1 John 5:4

Verse 4. For whatsoever is born of God overcometh the world. The world, in its maxims, and precepts, and customs, does not rule him, but he is a freeman. The idea is, that there is a conflict between religion and the world, and that in the heart of every true Christian religion secures the victory, or triumphs. In Jn 16:33, the Saviour says, "Be of good cheer; I have overcome the world." Jn 6:33. He obtained a complete triumph over him "who rules the darkness of the world," and laid the foundation for a victory by his people over all vice, error, and sin. John makes this affirmation of all who are born of God. "Whatsoever," or, as the Greek is, "Everything which is begotten of God," (παντογεγενημενον;) meaning to affirm, undoubtedly, that in every instance where one is truly regenerated, there is this victory over the world. Jas 4:4; 1Jn 2:15, 1Jn 2:16. It is one of the settled maxims of religion, that every man who is a true Christian gains a victory over the world; and consequently a maxim as settled, that where the spirit of the world reigns supremely in the heart there is no true religion. But, if this be a true principle, how many professed Christians are there who are strangers to all claims of piety--for how many are there who are wholly governed by the spirit of this world!
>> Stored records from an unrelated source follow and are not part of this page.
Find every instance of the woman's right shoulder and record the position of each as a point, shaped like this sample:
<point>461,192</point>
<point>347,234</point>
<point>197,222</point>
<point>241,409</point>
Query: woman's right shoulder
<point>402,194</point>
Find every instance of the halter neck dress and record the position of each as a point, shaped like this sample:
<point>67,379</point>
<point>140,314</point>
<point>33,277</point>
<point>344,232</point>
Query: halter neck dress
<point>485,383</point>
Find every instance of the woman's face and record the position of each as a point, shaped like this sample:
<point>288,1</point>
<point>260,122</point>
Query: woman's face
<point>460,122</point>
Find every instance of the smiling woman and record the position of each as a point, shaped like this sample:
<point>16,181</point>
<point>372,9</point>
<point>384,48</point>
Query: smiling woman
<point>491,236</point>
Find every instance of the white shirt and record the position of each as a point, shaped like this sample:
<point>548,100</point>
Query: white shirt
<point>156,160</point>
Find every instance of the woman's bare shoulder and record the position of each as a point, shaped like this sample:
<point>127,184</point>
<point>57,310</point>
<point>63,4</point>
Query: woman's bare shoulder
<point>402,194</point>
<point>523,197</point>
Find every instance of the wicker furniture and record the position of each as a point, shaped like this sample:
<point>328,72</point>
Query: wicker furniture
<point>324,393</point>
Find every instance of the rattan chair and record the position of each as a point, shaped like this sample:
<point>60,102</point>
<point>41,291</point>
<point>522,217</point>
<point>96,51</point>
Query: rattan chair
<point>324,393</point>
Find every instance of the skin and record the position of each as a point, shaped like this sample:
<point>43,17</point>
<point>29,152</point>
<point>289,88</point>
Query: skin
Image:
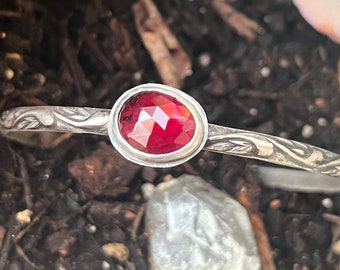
<point>323,15</point>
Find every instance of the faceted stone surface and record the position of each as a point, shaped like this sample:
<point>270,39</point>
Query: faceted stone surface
<point>156,123</point>
<point>192,225</point>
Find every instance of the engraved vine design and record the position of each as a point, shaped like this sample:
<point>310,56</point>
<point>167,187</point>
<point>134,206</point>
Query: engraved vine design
<point>63,119</point>
<point>273,149</point>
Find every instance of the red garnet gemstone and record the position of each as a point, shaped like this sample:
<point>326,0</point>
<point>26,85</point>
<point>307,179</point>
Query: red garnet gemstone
<point>156,123</point>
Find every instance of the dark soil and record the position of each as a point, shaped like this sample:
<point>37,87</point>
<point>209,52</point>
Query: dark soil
<point>83,194</point>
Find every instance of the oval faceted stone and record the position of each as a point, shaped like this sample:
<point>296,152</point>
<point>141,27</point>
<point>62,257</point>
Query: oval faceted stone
<point>156,123</point>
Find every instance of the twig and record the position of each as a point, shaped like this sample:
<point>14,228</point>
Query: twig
<point>136,222</point>
<point>170,59</point>
<point>246,198</point>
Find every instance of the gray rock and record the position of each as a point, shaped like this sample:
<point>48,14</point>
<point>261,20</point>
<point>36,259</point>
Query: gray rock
<point>192,225</point>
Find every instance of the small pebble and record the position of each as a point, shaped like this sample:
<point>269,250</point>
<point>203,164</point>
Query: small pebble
<point>9,73</point>
<point>336,122</point>
<point>137,76</point>
<point>336,247</point>
<point>106,265</point>
<point>283,63</point>
<point>253,111</point>
<point>13,56</point>
<point>322,122</point>
<point>149,174</point>
<point>90,228</point>
<point>307,131</point>
<point>299,61</point>
<point>39,78</point>
<point>203,10</point>
<point>320,102</point>
<point>265,72</point>
<point>327,203</point>
<point>116,250</point>
<point>2,235</point>
<point>24,217</point>
<point>204,59</point>
<point>147,190</point>
<point>274,204</point>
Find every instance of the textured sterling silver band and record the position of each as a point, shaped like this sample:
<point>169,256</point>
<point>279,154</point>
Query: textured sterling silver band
<point>220,139</point>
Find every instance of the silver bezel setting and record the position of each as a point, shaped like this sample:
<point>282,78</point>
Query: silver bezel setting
<point>159,160</point>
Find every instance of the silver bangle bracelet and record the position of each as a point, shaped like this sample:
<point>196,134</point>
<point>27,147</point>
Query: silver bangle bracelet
<point>160,126</point>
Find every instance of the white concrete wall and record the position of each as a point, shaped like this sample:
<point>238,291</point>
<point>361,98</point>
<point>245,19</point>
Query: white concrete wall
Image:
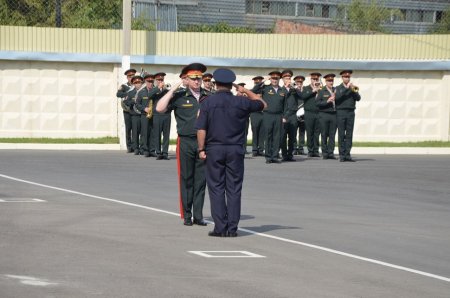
<point>56,99</point>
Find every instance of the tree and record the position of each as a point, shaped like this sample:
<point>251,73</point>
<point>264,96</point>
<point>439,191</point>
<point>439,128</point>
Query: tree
<point>75,13</point>
<point>365,16</point>
<point>443,26</point>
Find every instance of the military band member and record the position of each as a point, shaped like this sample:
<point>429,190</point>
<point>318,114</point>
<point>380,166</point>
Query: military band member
<point>273,117</point>
<point>161,121</point>
<point>186,104</point>
<point>327,116</point>
<point>299,142</point>
<point>312,124</point>
<point>135,116</point>
<point>122,93</point>
<point>257,126</point>
<point>144,103</point>
<point>346,97</point>
<point>207,83</point>
<point>290,126</point>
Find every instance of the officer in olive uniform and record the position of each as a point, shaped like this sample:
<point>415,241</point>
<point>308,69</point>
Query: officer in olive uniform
<point>144,104</point>
<point>208,84</point>
<point>312,124</point>
<point>346,97</point>
<point>257,126</point>
<point>290,126</point>
<point>130,100</point>
<point>273,117</point>
<point>327,116</point>
<point>186,104</point>
<point>300,142</point>
<point>221,146</point>
<point>122,93</point>
<point>161,121</point>
<point>238,93</point>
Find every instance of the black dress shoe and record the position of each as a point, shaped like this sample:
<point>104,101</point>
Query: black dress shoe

And this is the victory. This is the source or means of the victory which is thus achieved. Even our faith. Faith in the Lord Jesus Christ, 1Jn 5:5. He overcame the world, Jn 16:33, and it is by that faith which makes us one with him, and that imbues us with his Spirit, that we are able to do it also.

(*) "whatsoever" "whosoever" (d) "overcometh" 1Cor 15:57

1 John 5:10

Verse 10. He that believeth on the Son of God hath the witness in himself. The evidence that Jesus is the Son of God. Rom 8:16. This cannot refer to any distinct and immediate revelation of that fact, that Jesus is the Christ, to the soul of the individual, and is not to be understood as independent of the external evidence of that truth, or as superseding the necessity of that evidence; but the "witness" here referred to is the fruit of all the evidence, external and internal, on the heart, producing this result; that is, there is the deepest conviction of the truth that Jesus is the Son of God. There is the evidence derived from the fact that the soul has found peace by believing on him; from the fact that the troubles and anxieties of the mind on account of sin have been removed by faith in Christ; from the new views of God and heaven which have resulted from faith in the Lord Jesus; from the effect of this in disarming death of its terrors; and from the whole influence of the gospel on the intellect and the affections--on the heart and the life, These things constitute a mass of evidence for the truth of the Christian religion, whose force the believer cannot resist, and make the sincere Christian ready to sacrifice anything rather than his religion; ready to go to the stake rather than to renounce his Saviour. 1Pet 3:15. He that believeth not God hath made him a liar. 1Jn 1:10.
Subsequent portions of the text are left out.